10 E COMMERCE AND E GOVERNMENT
Overcoming barriers to e-commerce
E-commerce has tremendous potential to speed up, simplify and reduce the cost of all kinds of commercial and non-commercial transactions, and to provide easy access to global markets. However, the evidence indicates that there are significant barriers to e-commerce, resulting in huge variations between regions and countries. It is obvious, therefore, that by identifying these barriers and devising ways to overcome them, significant benefits can be delivered.
Bajaj and Leonard [1] have suggested that factors affecting e-commerce penetration can be grouped under three headings: culture, technology and policy. These factors can be further grouped in terms of whether they are global or local. A recent survey has found that the most important global cultural factor for international companies is ensuring that their e-commerce web interfaces appeal to different nationalities. Most writers agree that key local cultural factors include the level of trust between individuals, and also between individuals and their institutions. Technical factors can also be global and local.
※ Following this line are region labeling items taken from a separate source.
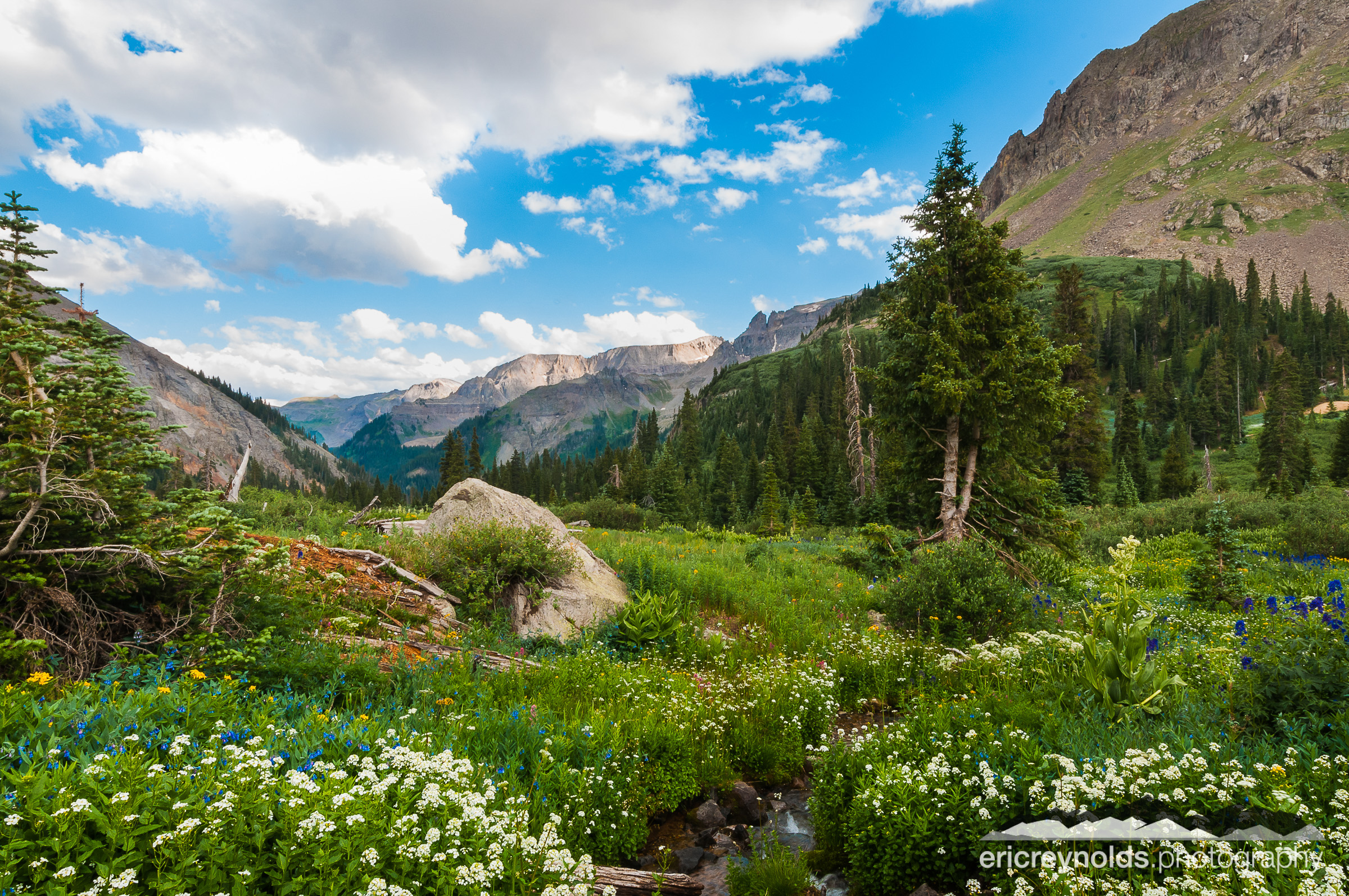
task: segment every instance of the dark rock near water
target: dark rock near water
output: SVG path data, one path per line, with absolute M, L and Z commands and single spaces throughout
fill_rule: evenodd
M 697 864 L 703 861 L 703 853 L 706 850 L 701 846 L 689 846 L 688 849 L 674 850 L 674 866 L 672 870 L 677 870 L 680 874 L 688 874 Z
M 758 791 L 745 781 L 735 781 L 731 785 L 733 808 L 731 816 L 746 824 L 758 824 L 764 820 L 764 806 L 759 802 Z
M 692 820 L 696 822 L 699 827 L 722 827 L 726 824 L 726 812 L 723 812 L 722 807 L 712 800 L 707 800 L 693 810 Z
The availability of browser encryption and secure web servers are usually thought of as global factors, while national factors include the level of Internet penetration and its speed, which are both very low in many developing countries.
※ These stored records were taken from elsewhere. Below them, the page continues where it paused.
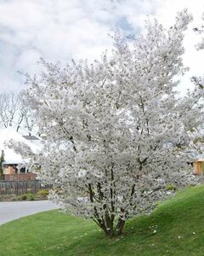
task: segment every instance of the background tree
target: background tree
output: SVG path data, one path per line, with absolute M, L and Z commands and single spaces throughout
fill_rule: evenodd
M 148 21 L 131 42 L 116 32 L 111 54 L 93 64 L 42 61 L 42 75 L 27 76 L 24 101 L 44 135 L 37 162 L 53 184 L 51 199 L 108 236 L 152 211 L 169 184 L 194 183 L 187 162 L 197 150 L 202 90 L 181 98 L 175 79 L 186 71 L 183 39 L 191 20 L 184 10 L 169 29 Z
M 20 93 L 0 94 L 0 127 L 13 126 L 17 131 L 24 129 L 31 135 L 37 131 L 33 113 L 23 106 L 20 97 Z

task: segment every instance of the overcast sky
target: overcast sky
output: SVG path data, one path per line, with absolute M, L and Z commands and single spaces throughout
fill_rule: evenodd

Many writers seem to agree that government legislation, such as setting targets for Internet connectivity and bandwidth, can have a significant effect on e-commerce penetration. In addition, government has a role to play at all levels. As Haag, Cummings and McCubbrey [2] point out, “Local, regional, and national governments can play a key role in promoting the adoption of e-commerce”. Local and regional government can identify savings which e-commerce can provide in the delivery of public services, and highlight the benefits it can bring to businesses. Developments in technical infrastructure can often be carried out quickly, whereas other infrastructure developments, which require political intervention, take place over much longer timescales.
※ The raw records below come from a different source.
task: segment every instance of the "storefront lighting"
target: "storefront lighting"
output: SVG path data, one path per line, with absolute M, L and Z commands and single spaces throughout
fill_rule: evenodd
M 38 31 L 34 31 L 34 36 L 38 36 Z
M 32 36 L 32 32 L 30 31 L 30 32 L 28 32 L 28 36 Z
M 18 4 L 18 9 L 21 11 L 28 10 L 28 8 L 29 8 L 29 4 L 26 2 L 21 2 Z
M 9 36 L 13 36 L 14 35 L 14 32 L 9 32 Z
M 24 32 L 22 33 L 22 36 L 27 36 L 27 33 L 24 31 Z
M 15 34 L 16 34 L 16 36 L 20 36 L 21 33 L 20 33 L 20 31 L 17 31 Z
The evidence suggests that, in addition to the technical infrastructure, the legal, financial and physical aspects of a country’s infrastructure also need to be considered. Roubiah, Hassanien and Khalil [3] assert that “well-developed legal and regulatory frameworks” are an important factor in the rapid adoption of e-commerce. Consumer protection legislation ensures that goods sold are good quality. The state of the physical infrastructure determines how far and at what cost goods can be delivered. Similarly, the state of the financial infrastructure will determine whether payments can be made quickly and securely. As Ou, Sia and Banerjee [4] point out, if trust in the quality of goods and services is low, there is likely to be less demand for online payment methods, as buyers may want to check their purchases before paying. The evidence from a BBC report [5] on China’s e-commerce supports this position.
Let’s look at an example of government intervention to improve infrastructure. In 2004, Teo and Ranganathan [6] examined e-commerce uptake among companies in Singapore, which already had a huge level of Internet penetration. Their survey found an astonishing level of e-commerce uptake among traditional ‘bricks and mortar’ companies. Much of this was due to the tremendous work by Singapore’s government in promoting the benefits of e-commerce to these companies. During the 1990s, the government funded a gigantic e-commerce system for non-commercial transactions, allowing companies to submit import and export data. The system slashed transaction times dramatically from four days to around two minutes, demonstrating to business managers that e-commerce could be what Teo and Ranganathan [6] term a “strategic business decision and not just a technology decision.” This data shows how, by implementing a technical infrastructure to bring e-commerce to Singapore’s regulatory frameworks, the government could directly influence the take-up of e-commerce by businesses.